Aug 16th 2017

Are There Really Two Sides When It Comes to Political Violence in the U.S.?

by Robert Creamer

Robert Creamer is a long-time political organizer and strategist and author of the recent book: "Stand Up Straight: How Progressives Can Win," available on amazon.com.

Three days after the violence in Charlottesville, Donald Trump doubled down on his shocking accusation that when it came to political violence in the United States, there were “two sides.”  In fact, he argued that the media simply ignored the “Alt-Left” and left-wing political violence in general.

The notion that there is any moral or empirical equivalency between the political violence of the right and the left in the United States is simply wrong.  It is wrong empirically.  And just as importantly, it is wrong because when it comes to the use of violence, there is a massive difference in values between the left and the right.

First, consider the facts. 

The violence in Charlottesville was precipitated by a crowd led by self-proclaimed Neo-Nazis and members of the Ku Klux Klan – two organizations whose histories are steeped in the most extreme forms of political violence.

Trump’s assertion that it included many “good people” ignores the fact that the crowd was chanting the Nazi slogan “blood and soil” and “the Jews will not replace us.”   It would not take but a second for any “good people” who joined the crowd to realize they were in the wrong place and leave.

And of course there is the inconvenient fact that a professed Neo-Nazi is charged with using his car to accelerate into a crowd of counter-protesters, murdering a 32-year-old woman and critically injuring many others.

Trump singled out a small group of Antifa, or anti-fascist activists, who arrived at the protest equipped with clubs and dyed liquids which they definitely used to combat the violent right-wing protesters. 

There is no doubt that these fringe groups play right into the hands of right-wing propagandists like Breitbart News.

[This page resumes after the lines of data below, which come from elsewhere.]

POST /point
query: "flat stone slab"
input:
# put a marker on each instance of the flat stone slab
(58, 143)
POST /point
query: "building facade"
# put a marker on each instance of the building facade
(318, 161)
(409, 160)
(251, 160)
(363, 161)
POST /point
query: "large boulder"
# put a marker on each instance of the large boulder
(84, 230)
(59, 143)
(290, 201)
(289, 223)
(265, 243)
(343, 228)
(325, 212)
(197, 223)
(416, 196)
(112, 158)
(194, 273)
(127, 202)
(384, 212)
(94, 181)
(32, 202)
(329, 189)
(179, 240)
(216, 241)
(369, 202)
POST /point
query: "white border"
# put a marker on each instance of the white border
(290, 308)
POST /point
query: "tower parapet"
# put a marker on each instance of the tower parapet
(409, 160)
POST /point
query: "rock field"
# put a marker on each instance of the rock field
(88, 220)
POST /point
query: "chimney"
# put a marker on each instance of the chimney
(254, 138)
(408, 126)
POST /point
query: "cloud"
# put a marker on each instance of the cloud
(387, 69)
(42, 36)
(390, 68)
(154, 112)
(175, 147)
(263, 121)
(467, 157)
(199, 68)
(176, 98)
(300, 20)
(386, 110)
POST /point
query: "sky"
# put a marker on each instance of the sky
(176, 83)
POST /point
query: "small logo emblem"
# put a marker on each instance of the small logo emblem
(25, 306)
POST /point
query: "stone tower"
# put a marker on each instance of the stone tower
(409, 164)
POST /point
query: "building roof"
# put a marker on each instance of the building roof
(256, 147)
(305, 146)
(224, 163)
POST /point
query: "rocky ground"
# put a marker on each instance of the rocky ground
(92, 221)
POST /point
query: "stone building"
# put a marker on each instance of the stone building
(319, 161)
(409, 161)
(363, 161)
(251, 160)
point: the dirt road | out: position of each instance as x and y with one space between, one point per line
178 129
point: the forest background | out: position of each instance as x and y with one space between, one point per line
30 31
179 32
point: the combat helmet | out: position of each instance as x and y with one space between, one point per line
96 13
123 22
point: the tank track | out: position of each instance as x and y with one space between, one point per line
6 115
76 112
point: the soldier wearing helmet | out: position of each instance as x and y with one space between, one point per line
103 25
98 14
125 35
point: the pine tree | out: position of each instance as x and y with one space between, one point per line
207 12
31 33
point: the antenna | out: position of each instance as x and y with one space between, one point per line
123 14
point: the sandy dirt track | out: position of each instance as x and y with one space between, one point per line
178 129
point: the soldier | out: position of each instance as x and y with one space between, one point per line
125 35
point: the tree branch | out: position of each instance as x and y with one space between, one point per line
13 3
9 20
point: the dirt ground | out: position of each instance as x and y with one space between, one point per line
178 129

But the fact remains that they didn’t kill anyone.

There have been aberrations from the norm of non-violence among progressives in the United States.  That includes the “Weathermen” of the 1970’s and the Antifa today.  

The vandalism caused by a small band of Antifa dressed in black in downtown Washington the day of Trump’s inaugural could have seriously tarnished the image of the growing opposition to the new president and his policies.

In fact, its memory was washed away by the birth of a massive non-violent resistance movement that burst onto the scene in the form of the Women’s March the very next day -- the largest single multi-city mass mobilization in history of the United States.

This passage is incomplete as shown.